A rethink of the way Dunedin can develop its creative
side was long overdue, welcome and would support the massive
potential for the city to excel as an arts and culture centre,
city councillors said, before approving a draft of new arts and
culture strategy for public consultation.
Cr Aaron Hawkins, who was involved in the drafting of the
strategy, said on Monday it had been a long process to get it
to this stage, since the Transforming Dunedin symposium in
2011. It was 17 years since the existing arts strategy was
As it stood, the strategy sent a strong signal the council
was taking the art and culture scene seriously and saw it as
vital to the city's ability to attract people and improve its
economy, he said.
Dunedin had a proud history of developing and nurturing world
class artists, and should make the most of that.

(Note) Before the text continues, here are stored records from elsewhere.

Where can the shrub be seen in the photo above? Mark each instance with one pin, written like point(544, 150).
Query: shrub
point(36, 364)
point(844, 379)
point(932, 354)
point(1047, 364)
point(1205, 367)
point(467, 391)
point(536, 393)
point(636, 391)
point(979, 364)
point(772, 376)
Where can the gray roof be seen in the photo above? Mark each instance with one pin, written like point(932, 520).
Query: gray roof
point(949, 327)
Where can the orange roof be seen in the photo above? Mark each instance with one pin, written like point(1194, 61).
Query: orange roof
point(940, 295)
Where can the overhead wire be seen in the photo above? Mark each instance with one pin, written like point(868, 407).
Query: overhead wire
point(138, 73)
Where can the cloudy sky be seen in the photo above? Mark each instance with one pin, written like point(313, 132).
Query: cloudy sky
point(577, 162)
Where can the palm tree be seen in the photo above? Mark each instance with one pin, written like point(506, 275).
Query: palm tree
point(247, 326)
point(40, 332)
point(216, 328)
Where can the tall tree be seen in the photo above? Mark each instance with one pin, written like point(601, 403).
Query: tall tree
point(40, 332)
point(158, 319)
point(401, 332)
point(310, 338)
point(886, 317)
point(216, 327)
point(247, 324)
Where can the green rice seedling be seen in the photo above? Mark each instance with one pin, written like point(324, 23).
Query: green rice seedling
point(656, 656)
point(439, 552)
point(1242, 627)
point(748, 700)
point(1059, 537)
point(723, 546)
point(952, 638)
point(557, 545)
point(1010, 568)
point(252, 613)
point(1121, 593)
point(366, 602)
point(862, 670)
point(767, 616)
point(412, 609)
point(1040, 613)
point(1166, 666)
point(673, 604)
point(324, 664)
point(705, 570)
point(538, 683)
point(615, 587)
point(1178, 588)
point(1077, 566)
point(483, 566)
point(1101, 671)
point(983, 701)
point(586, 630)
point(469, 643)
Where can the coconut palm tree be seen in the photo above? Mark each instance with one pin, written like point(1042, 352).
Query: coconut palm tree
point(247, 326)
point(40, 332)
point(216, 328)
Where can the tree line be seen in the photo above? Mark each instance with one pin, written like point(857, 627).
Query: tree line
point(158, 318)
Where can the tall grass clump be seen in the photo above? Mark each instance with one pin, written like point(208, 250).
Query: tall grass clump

It should look to projects such as Jim Geddes' Eastern
Southland Gallery as examples of what could be done, and make
the most of being the home and inspiration for artists as
diverse as Ralph Hotere and Six60.
''We need to start looking at shifting the entrenched
humility that makes us so shy of celebrity or success.''
This was a challenge for the council and the city and the
city's tertiary institutions needed to get on board, too, if
Dunedin was going to capitalise on the vibrancy of its arts
and culture scene.
Cr Neville Peat said the document was both aspirational and
inspirational and spoke to how Dunedin had had many great
artist residents and patrons, right from the days it was the
commercial centre of New Zealand.
He hoped the new strategy would give the city another boost
in its artistic and cultural endeavours and opportunities.
Cr Lee Vandervis applauded the inclusiveness of the process
of developing the strategy, but noted it had resulted in a
30-page document that would challenge most to read. He was
placated when it was suggested a executive summary would be
included in later versions.
He thought the document suggested ''but didn't nail'' the
potential to ''monetise'' some areas of the arts.
''I'm talking about taking the arts as an industry seriously,
perhaps as seriously as we take sports.''
The draft strategy, called Ara Toi - Our Creative Future,
will be open for submissions over four weeks, from mid-July.